Sunday, June 28, 2015
The proof of land valuations is in the pudding, or rather in the actual transactions which took place.
Recently, many companies – particularly government-linked ones criticized for their overpriced land purchases, have defended their acquisitions by referring to higher property valuations.
Out of the blue, Majlis Amanah Rakyat (Mara) chairman Tan Sri Annuar Musa has now claimed that Mara purchased the Dudley International House property at a price that was lower than market valuations at the time of purchase in 2013, according to a report in The Star.
Annuar reportedly told RTM1 in an interview yesterday night that the property was valued at RM71 million at the time of purchase. Thus, Mara's move to pay RM63.6 million for the property was because it was lower than market valuations, he said.
Firstly, the issue or scandal has never been about the actual valuation of the property Mara purchased. It was about the Mara top executives conspiring with the vendor and other parties to defraud Mara, and secure AUD4.75 million of kickbacks for themselves.

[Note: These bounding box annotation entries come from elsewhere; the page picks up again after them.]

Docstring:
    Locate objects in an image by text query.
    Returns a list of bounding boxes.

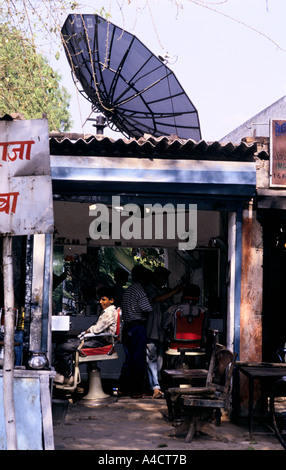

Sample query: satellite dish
[62,14,201,141]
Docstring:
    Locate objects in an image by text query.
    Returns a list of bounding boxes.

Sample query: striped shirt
[122,282,152,322]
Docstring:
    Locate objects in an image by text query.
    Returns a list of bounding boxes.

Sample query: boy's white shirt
[85,305,118,337]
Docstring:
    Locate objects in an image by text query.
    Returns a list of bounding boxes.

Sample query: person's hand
[78,331,86,341]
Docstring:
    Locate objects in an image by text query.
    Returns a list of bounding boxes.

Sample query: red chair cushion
[170,311,204,349]
[81,344,113,356]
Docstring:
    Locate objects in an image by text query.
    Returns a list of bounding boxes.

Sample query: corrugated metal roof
[50,133,257,162]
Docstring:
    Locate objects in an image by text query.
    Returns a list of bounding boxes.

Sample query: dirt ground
[54,397,283,454]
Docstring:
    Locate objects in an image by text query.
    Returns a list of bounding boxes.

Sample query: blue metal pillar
[234,207,242,360]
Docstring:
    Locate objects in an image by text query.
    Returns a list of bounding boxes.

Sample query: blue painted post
[234,207,242,360]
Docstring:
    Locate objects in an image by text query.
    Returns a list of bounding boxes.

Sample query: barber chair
[165,305,214,368]
[54,309,120,404]
[165,345,237,442]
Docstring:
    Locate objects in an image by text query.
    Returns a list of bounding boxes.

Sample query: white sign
[0,119,54,235]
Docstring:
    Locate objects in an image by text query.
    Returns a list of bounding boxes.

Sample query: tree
[0,24,71,131]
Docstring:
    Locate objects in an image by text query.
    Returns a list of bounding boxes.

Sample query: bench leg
[83,364,110,400]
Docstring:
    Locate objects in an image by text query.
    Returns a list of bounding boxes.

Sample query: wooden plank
[40,375,55,450]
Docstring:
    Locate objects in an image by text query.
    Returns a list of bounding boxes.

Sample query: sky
[48,0,286,141]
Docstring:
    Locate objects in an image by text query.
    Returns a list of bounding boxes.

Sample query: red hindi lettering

Therefore, even if Mara did indeed acquire the property for less than market valuation then, the Mara executives acted strictly against the interest of the government entity. Hence, why is Mara chairman suddenly raising this issue? Is it a step towards exonerating or diminishing the crimes of those who cheated Mara?
However, more importantly, was the valuation really RM71 million as alleged? If it was really RM71 million, it begs the question as to why would the vendor be willing to sell for a significantly lower price and yet still have to pay kickbacks to the purchasers? Were the vendor-developers stupid or astoundingly kind hearted?
Similarly, when 1Malaysia Development Bhd (1MDB) acquired a 125ha piece of land in Pulau Indah for RM294.37 million or RM21.80 per square feet (psf), I had accused 1MDB of overpaying. The property was last valued by Tadmax in its 2011 Annual Report for RM9.93 per square foot.
Both Tadmax and the Government on behalf of 1MDB, denied the allegation, claiming that the market value of the property is actually much higher. Datuk Chua Tee Yong has pointed out that the land was worth between RM55 to RM66 psf based on surrounding property transactions. He implied that 1MDB bought the land at a bargain.
If only it were true. Firstly, if the land was indeed worth RM55 psf, why would Tadmax, which was in deep financial trouble be agreeable to sell the piece of property for ‘only’ RM21.80?
Secondly, if indeed it is worth as much as RM55, wouldn’t Tadmax directors be failing their fiduciary duties to their shareholders to ensure that the latter receives maximum returns and value from the approved transactions? Would not the Securities Commission have red-flagged the transaction as against the interest of minority shareholders?
Similarly, when Tabung Haji was accused of bailing out 1MDB by acquiring a 0.64ha piece of land in Tun Razak Exchange (TRX) for RM188.5, the former justified that it was acquired at a discounted price. The Chairman of Tabung Haji, Dato’ Seri Abdul Azeez Abdul Rahim even boasted on the 10 May 2015 that there are already 3 firms queueing up to buy the piece of land from Tabung Haji. The quick-flip transaction would have enabled Tabung Haji to make an easy profit of RM5 million within 2 weeks.
A quick RM5 million profit would have been nice, except it has been 7 weeks since the announcement. There has been no buyer confirmed, not even any payment of a 1% earnest deposit. Anyone would have known that Dato’ Seri Abdul Azeez was making an empty boast. If it been so easy to secure a buyer for the property, 1MDB would have sold it to them long before Tabung Haji got its chance. After all, 1MDB is in severe financial crisis and is in need of all the cash it can lay its hands on.
Therefore all these attempts to absolve the crimes of the GLC executives by claiming that the assets were acquired below market value are all hogwash. Just as the proof of the pudding is in the eating, the proof of market value is in the actual money transacted.
If no one is willing to pay a higher price for the Melbourne, Pulau Indah and TRX properties, then at the very best what was paid was fair valuation. At worse, as we fear, these over-the-top prices are merely well-disguised bailout attempts to save financially stricken companies like 1MDB and Tadmax, or as cover for illegal kickbacks for corrupt officials.